Coal Miners Drive Teslas

On the one side, you have the inner-city latté sipper, whose political priority is a small environmental footprint. Scott Morrison addressed this trope recently when he said, “Net zero [emissions] won’t be achieved in inner-city wine bars.”

The “wine bar” guy drives a small car, lives in a small apartment, probably owns a cat, and is out of touch with the “real” Australia. He’s implicitly less of a man.

Federal Energy Minister Angus Taylor captioned this image, “Camping with Bill Shorten” on his Facebook page.

On the other side is red-blooded, meat-eating Australia. The Herald Sun played to this imaginary of a conservative, working-class, salt-of-the-earth Australia in their 2021 budget coverage.
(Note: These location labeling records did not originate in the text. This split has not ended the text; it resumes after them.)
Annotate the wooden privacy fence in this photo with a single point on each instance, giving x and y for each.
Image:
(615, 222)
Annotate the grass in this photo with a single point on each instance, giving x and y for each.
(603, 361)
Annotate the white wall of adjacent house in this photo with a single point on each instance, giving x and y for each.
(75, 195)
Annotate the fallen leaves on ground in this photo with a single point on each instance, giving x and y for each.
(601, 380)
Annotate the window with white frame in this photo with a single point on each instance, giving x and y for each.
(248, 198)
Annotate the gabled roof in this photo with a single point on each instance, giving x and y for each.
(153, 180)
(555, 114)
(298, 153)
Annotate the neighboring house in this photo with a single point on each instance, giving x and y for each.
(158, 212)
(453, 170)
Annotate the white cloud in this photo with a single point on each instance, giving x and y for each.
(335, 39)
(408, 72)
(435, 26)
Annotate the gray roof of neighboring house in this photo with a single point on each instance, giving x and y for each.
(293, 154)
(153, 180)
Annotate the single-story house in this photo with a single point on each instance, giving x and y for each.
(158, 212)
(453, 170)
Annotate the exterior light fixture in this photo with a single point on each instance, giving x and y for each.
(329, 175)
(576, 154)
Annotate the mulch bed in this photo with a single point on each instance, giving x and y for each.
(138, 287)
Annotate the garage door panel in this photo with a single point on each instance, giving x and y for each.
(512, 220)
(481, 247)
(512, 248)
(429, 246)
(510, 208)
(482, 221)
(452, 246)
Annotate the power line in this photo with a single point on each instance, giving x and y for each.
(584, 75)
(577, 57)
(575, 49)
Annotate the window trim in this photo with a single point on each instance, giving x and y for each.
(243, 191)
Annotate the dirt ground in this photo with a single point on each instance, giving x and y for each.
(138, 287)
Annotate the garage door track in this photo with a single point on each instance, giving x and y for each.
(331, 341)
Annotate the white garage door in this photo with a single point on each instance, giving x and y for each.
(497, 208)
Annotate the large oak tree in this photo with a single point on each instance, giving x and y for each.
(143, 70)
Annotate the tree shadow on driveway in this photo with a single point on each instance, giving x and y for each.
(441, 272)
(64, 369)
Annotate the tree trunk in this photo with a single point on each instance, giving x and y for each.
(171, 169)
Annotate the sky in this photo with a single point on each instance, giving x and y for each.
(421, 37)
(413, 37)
This character appreciates Angus Taylor memes and the (rural) urban legend that country towns’ Tesla chargers are powered by diesel generators. 

The Fourth Estate’s coverage of the 2021 federal budget.

With this dated cultural narrative somehow still resonant, it’s been hilarious to follow the new @minersinteslas series on Twitter. Starting on 1 May, the account is all about, “What it says on the tin – Central Queensland Coal Miners Test Driving Teslas.”

The first episode features a large, bearded bloke wearing “speed-dealer” sunnies being encouraged to test out Tesla’s claim that its Model S can go from 0-100km/hr in three seconds. The guy hits the accelerator and loses his mind, saying, “It’s f***in’ got some go, eh?”

On Friday, @minersinteslas had the pleasure of hosting Bob Katter for a joy ride. Take 30 seconds to enjoy it for yourself. In Bob’s words, “So exciting. So thrilling.”

While eco-politics has been associated with the idea of a small footprint, those days are long gone. Fossil fuels are now so dated that they’re the basis for worse cars and more expensive, less efficient energy production. Government subsidies are a necessity for new projects to get off the ground.

Renewable energy is now slated to provide many times Australia’s annual energy consumption, with plenty to spare for a green hydrogen export industry, And then there are the cars…

According to the Australia Institute, subsidies for coal miners cost the Australian budget a massive $10.3 billion last financial year. As there are approximately 40,000 coal miners in the country, the subsidy is not only enough to pay them a six-figure wage. It’s enough to pay for that, and buy them each a Tesla Model-S!

So let’s stop pretending the subsidies are about the miners, or are anything other than a naked corporate give-away.